Inexplicably, they look to be worse hoops. Before a program could distinguish between the user logging out, (SIGHUP), and the user asking the program to exit (SIGTERM). So for example if I deliberately left a process running after logging out by masking SIGHUP, I could ask it nicely to exit by sending it a SIGTERM later. Now that distinction is gone.
There is a second change: the option to send a SIGKILL if the process doesn't respond to SIGHUP. I can think of situations that might be useful, although it is a stretch - it isn't in any systemd installation I'm familiar with.
A PAM session management plugin would be the cleanest way to implement it. For example, I don't recall every wanting to leave something running when I exit a GUI session on my laptop, but if I ssh into a server and start a tmux session, it had better damned well still be running when I log out. PAM can already distinguish between these cases - no extra code required. Sending the SIGKILL to wayward processes after a grace period would only be a few lines of code.
And there is a third change: to flip the default from not sending the SIGKILL to sending a SIGKILL for everything. To re-iterate what I said above, that would be a perfectly reasonable if most installations had policy abusing users, and so sysadmins found themselves having to change the default on most machines they configured. But given no one has bothered to write the PAM plugin in the last decade I doubt rouge processes running after logout are a serious problem. On the other hand, I can tell you because the current implementation can't distinguish between session types I personally would have to turn it off on every install I do. And I don't know anybody that doesn't apply to.

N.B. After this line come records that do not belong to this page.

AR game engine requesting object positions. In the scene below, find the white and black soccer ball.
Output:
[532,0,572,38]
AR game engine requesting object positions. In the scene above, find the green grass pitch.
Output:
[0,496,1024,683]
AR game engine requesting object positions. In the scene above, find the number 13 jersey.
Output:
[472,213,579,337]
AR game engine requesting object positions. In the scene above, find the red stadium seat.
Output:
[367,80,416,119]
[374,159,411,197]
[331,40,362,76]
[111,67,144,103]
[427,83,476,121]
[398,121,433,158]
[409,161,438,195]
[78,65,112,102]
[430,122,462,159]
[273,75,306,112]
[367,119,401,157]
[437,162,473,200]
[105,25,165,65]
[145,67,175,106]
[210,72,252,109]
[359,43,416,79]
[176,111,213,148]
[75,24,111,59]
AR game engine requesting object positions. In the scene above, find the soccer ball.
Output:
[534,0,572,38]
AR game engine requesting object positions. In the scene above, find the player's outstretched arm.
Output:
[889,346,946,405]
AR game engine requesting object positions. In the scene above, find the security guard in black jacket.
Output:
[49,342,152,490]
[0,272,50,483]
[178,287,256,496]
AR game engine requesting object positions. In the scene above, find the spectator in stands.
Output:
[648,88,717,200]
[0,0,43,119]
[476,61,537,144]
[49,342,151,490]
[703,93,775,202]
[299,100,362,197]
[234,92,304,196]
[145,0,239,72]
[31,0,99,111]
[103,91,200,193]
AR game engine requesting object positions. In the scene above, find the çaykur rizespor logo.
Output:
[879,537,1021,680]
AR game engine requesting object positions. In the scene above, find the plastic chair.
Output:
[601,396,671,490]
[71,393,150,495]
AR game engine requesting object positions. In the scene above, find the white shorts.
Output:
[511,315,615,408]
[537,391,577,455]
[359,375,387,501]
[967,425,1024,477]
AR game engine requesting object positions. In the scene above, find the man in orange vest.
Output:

Finally, I am sure someone will argue that SIGHUP clearly doesn't work because there are occasionally rouge processes left around on logout. But they are only hanging around become someone has screwed up the session tracking (in which case this new solution won't work either), or because they are deliberately ignoring SIGHUP for some reason. Presumably the reason will remain after this change, so they too will alter their programs to jump through the new hoops. And so, after the few it takes everyone to adapt, we will be back where we started.